Gov. Chris Gregoire signed into law Saturday a measure to create domestic partnerships, giving gay and lesbian couples some of the same rights that come with marriage.

The law creates a domestic partnership registry and provides enhanced rights for same-sex couples, including hospital visitation rights, the ability to authorize autopsies and organ donations and inheritance rights when there is no will.

"It offers the hope that one day, all lesbian and gay families will be treated truly equal under the law," said state Sen. Ed Murray, who is one of five openly gay lawmakers in the Legislature.

To be registered, couples have to share a home, not be married or in a domestic relationship with someone else and be at least 18.

Unmarried, heterosexual senior couples will also be eligible to register if one partner is at least 62. Lawmakers said that provision was included to help seniors who are at risk of losing pension rights and Social Security benefits if they remarry.

The new law will take effect in July. It comes nearly a year after the state Supreme Court upheld Washington's ban on same-sex marriage in a 5-4 decision, ruling that state lawmakers were justified in passing the 1998 Defense of Marriage Act, which restricts marriage to unions between a man and woman.

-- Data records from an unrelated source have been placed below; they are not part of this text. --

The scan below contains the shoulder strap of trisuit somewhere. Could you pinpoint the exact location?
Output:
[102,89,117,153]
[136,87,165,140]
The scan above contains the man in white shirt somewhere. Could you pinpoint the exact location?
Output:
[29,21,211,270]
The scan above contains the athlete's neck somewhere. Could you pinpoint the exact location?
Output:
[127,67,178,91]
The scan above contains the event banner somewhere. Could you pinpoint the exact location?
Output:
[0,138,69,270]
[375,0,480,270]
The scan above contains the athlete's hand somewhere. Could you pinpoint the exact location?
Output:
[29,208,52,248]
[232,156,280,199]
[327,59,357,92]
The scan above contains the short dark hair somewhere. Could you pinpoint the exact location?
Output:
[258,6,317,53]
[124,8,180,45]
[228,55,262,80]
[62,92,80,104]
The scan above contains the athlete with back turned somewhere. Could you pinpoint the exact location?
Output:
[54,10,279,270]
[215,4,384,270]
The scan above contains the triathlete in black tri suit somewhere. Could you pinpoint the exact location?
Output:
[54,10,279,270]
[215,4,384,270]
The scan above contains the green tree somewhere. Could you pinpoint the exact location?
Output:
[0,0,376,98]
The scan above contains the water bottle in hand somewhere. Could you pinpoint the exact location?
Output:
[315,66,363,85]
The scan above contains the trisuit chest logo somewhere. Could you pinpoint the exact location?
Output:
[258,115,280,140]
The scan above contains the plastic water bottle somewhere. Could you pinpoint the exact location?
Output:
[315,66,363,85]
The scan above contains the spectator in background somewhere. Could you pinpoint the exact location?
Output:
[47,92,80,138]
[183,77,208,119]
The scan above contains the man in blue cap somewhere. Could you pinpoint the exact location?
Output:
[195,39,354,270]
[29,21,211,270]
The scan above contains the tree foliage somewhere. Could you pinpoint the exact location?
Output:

Only Massachusetts allows gay marriage.

The rights granted to registered domestic partners would include:

  • Health-care facility visitation rights.
  • Ability to grant consent for health care for a partner who is not competent. Health care providers could disclose patient information to the patient's partner.
  • Automatic revocation of a domestic partner as the beneficiary for nonprobate assets if the partnership ends.
  • Automatic revocation of power of attorney granted to a domestic partner if the partnership ends.
  • Title and rights to cemetery plots and rights of interment.
  • Right to control disposition of a deceased partner's remains, including right to make anatomical gifts, authorize autopsies and consent to remove partner's remains from a cemetery plot.
  • Inheritance rights when the domestic partner dies without a will.
  • Administration of an estate if the domestic partner dies without a will or if the named representative declines or is unable to serve.
  • Making domestic partners beneficiaries of wrongful-death actions. Lawsuits for wrongful death could be brought on behalf of a surviving domestic partner.
  • Requiring that information recorded on death certificates include domestic partnership status.